Wednesday 24 August 2011

Grounding Research: Inter<>face

So, i've been avoiding this topic so far, it's a big passion of mine.  Sure my closest friends are sick of hearing this rant, but think it's time to touch on it now..

The act of interacting with our devices (whatever they may be) is a constant learning experience - usually on the part of the user.  Rarely will a device adapt it's behaviour for you (though this is beginning to change with advances in artificial intelligence and neural networking).  My problem, in this case, is that sometimes the language of interaction we are forced to learn may not be (these days) the best alternative - just the one that has been taken as standard through time.

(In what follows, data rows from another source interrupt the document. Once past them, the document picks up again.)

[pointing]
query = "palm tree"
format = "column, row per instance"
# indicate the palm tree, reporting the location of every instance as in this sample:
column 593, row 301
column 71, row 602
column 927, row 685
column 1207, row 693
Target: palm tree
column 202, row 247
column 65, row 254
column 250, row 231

Take my passion - music, for example.  For so many thousands of years it was a strictly kinaesthetic playing & learning experience, then it was refined into a written communication language (by the church).  The written language makes sense, however, with pitch going vertical, and time horizontal - providing a lot of data in a compact and visual system.

John Cage example score
This persisted (probably due to the reach of the church, if nothing else) for many many years until the advent of modernism and visionaries like John Cage - whose revolutionary music required an equally revolutionary way of scoring it.  The conventional system just does not provide the correct 'words' to describe the ideas he wished to convey, and thus he set about re-imagining it.

Then along came computer music, and soon after, the need to sequence sound in time and pitch.  Advances in computing power allowed for the text based representations of audio in early tracker programs to be replaced by the ubiquitous MIDI piano roll - again a simple, grid based pitch/up time/forward system, and this time even more constricted to the grid.  Amplitude and pitch are sorely restricted with this system also, with a maximum of 128 discrete steps being recorded by even the best midi device.

Cycle forwards to 2011, today, and we are still fighting our 30 year old interface for the creation of music...this piano roll that has all of a sudden become the de-facto standard of computer music needs to be scrapped, rethought and reinterpreted.

Gestural input interfaces have been around for a while - Leon Theremin's device as far back as the early 1900's was probably a little before the time of its intended audience however.  Roland introduced the D-beam controller into its devices in 1998, Korg's Kaoss Pad a year later, in 1999.... these devices still only manipulated more parameters of the grid however.  

The time for the reinterpretation of interface has come just now, with consumer electronics coupled with open design and community interest.  Johnny Lee with the seminal wiimote hack provided low cost sensory input device, paving the way for much dance-controlled music and movement-based composition.  The plethora of sensors and actuators are available now, and cheap to procure for custom designed interfaces to the world of computer music.

Andy Huntington is one of the new visionaries, taptap and beatbox are a great example of musically interacting with machines...

But surely the nicest re-imagining of the musical interface so far has to be the reactable - what a beautiful, creative and collaborative way to make music! and how intuitive and non-linear these interactions can be - removing all the non-essential functions certainly streamlines the interface in this case, and makes the interaction more inspiring and rewarding.  This, in turn feeds back into itself, allowing the user to enjoy the creative process more.... 

...which is what i dream of, when i sit down in front of the drab, utilitarian grey of the Logic Desktop!